In a growing, highly competitive space, all these factors are important. But above all, accessibility is key, and will help challengers gain commercial success. As enterprise AI deployments continue to scale, they will need access to hardware, which may lead to certain players pivoting away from supply-constrained and more expensive NVIDIA systems to competitors like Intel or AMD.
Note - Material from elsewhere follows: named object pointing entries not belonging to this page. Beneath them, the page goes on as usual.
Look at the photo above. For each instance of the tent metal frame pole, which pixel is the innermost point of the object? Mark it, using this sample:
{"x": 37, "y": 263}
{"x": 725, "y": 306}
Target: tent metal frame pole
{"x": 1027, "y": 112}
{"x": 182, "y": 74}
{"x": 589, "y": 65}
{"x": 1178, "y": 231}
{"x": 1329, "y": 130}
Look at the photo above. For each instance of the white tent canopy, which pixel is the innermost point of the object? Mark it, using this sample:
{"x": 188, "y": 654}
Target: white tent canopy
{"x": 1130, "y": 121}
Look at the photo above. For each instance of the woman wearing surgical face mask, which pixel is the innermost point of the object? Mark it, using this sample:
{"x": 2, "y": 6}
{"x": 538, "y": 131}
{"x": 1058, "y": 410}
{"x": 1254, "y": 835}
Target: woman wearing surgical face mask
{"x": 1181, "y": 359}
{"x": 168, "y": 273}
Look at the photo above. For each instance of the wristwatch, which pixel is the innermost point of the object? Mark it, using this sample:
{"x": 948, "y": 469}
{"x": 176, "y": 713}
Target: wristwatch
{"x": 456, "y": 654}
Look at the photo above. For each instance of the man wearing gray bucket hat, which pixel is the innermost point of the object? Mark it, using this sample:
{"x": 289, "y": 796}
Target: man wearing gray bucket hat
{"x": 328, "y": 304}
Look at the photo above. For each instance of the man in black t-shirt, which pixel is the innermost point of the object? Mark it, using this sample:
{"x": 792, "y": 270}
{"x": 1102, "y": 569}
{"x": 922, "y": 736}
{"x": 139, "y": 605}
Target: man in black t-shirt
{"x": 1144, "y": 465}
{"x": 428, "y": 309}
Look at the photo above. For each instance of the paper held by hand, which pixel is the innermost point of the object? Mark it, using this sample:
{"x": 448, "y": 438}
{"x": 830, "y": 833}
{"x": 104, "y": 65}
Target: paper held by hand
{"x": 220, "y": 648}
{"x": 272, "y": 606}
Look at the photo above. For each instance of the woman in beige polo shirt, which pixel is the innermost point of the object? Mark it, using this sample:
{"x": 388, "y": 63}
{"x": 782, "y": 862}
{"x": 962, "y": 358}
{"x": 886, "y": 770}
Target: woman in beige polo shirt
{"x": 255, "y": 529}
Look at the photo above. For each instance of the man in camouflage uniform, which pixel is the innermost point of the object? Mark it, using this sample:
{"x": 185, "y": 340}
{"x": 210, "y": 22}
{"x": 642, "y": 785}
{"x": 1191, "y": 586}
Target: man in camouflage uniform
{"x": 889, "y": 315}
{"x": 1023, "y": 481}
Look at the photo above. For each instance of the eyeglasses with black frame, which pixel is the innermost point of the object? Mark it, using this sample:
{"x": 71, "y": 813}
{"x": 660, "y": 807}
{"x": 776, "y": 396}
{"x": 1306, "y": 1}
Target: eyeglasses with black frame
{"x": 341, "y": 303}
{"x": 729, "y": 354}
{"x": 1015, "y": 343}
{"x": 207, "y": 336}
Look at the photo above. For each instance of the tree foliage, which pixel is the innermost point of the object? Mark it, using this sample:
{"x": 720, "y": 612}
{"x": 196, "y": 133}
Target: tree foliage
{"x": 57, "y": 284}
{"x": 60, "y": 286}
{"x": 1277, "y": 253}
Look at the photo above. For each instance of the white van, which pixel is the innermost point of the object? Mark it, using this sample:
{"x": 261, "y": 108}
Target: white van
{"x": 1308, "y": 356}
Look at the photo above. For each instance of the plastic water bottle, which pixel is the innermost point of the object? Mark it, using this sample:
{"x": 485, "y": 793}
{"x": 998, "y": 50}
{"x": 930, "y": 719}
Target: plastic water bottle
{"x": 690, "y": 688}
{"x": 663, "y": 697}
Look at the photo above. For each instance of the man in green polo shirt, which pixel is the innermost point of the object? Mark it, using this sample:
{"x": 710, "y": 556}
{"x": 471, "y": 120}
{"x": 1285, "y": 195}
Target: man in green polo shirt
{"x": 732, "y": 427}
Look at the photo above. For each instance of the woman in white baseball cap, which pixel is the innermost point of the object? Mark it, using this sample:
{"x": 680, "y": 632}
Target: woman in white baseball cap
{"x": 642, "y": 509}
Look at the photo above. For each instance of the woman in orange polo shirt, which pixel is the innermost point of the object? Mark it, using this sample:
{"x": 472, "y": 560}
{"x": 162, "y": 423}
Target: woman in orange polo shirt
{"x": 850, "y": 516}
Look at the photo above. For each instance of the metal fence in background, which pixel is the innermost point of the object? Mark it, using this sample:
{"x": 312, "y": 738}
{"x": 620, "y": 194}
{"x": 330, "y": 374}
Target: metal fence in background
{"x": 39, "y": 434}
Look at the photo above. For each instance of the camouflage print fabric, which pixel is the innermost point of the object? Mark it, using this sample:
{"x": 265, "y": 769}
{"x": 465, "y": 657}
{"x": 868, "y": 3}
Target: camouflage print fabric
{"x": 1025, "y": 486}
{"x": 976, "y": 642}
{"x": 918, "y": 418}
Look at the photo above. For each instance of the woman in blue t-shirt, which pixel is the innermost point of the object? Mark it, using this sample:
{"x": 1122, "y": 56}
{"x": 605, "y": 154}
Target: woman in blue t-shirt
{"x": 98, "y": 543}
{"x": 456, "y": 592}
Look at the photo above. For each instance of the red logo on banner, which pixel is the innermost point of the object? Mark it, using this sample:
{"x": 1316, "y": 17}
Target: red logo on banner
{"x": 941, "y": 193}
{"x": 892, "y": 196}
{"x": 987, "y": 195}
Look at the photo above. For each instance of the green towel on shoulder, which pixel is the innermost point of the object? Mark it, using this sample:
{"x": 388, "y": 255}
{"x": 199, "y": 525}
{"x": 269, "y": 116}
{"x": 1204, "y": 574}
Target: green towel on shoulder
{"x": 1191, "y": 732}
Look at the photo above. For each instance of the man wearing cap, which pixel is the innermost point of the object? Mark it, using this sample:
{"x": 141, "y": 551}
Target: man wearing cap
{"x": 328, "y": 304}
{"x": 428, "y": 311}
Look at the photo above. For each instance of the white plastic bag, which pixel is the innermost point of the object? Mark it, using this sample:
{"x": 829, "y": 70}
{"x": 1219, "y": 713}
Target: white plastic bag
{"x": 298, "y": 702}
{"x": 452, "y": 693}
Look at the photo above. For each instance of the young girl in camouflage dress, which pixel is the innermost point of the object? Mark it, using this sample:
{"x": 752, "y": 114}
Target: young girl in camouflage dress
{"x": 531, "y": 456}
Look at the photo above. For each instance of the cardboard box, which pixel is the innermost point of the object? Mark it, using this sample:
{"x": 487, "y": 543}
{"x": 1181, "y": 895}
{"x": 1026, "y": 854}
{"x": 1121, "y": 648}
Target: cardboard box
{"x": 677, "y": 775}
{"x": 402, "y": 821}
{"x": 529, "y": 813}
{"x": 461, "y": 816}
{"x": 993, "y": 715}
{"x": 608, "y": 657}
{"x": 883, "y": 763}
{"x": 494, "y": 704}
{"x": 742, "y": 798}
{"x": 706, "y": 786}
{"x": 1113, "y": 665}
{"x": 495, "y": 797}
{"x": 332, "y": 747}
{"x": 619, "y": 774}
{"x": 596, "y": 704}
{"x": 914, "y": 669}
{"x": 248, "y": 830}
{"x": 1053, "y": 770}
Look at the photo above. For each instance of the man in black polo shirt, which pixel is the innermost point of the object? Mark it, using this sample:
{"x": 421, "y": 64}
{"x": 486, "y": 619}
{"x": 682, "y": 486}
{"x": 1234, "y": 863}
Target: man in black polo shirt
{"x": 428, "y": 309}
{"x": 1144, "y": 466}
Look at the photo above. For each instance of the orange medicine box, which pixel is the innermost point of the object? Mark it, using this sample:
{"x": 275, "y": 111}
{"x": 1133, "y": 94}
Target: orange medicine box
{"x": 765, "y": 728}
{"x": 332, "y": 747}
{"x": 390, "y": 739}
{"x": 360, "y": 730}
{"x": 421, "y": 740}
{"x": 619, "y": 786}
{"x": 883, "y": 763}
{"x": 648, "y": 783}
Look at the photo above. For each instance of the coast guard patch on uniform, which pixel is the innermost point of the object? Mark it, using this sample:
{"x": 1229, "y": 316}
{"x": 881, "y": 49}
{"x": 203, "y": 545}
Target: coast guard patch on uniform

An Opportunity to Capitalize on Vertically Integrated Solutions and Vendor Lock-in Fears

RECOMMENDATIONS


Considering NVIDIA’s entrenchment in the HPC market, Intel and AMD face an uphill battle. However, given the growing demand for hardware capable of running training on leading edge models, and NVIDIA’s supply constraints, they certainly have an opportunity to compete. ABI Research recommends that Intel and AMD should look to build highly differentiated propositions by focusing on the following areas:

  • Continue to expand software offerings through internal investment and acquisitions. AMD’s purchase of Nod.ai is a good example of this: the open-source compiler technology enables high-performance AI solutions on AMD AI hardware such as its Instinct accelerators. Another instance is Intel’s acquisition of Granulate, a workload optimization software for cloud.
  • Double down on the open-source approach to address vendor lock-in concerns and entice developers to their hardware. Portability remains one of the industry’s main concerns about NVIDIA’s CUDA-based ecosystem. A strong example is Intel’s OpenVINO toolkit for generative AI that converts and optimizes models using popular frameworks for deployment across multiple hardware platforms, lowering development barriers to accelerate time to market.
  • Increase the public partnerships with leading AI players, like AMD’s collaboration with Lamini, to improve the awareness of hardware and software solutions that can compete with NVIDIA. These events are picked up by numerous media outlets thanks to the relentless focus on AI and NVIDIA’s pole position. They gain traction and are effective in complementing traditional marketing strategies.
  • Given NVIDIA’s authority in the most “leading-edge” training workloads, Intel and AMD could build differentiated value propositions to target less demanding training workloads from AI players more sensitive to hardware prices. Not everyone has the treasure chest budgets of OpenAI, Anthropic, and Meta.

Persistent concerns around vendor lock-in will make Intel and AMD’s open-source approach desirable (compared to NVIDIA’s CUDA-based “walled garden”). But NVIDIA should not be too worried: its AI systems still provide market-leading performance and enable simple integration; its walled garden approach retains captive developers, underscoring its value proposition for customers; and it has a very strong verticalized commercial strategy. And it is not resting on its laurels—the launch and continuous expansion of NeMo (an end-to-end platform targeting AI developers, including enterprises, for deploying generative AI), the acceleration of its hardware roadmap, including upgrades to its flagship GPUs, and the decision to increase the cadence of hardware releases from every 2 years to once per year are all evidence of activity aiming to further entrench its position. The availability of alternatives does not immediately spell trouble for NVIDIA, but this is an important space to watch, especially as Intel and AMD’s investments in AI hardware and software ecosystems mature.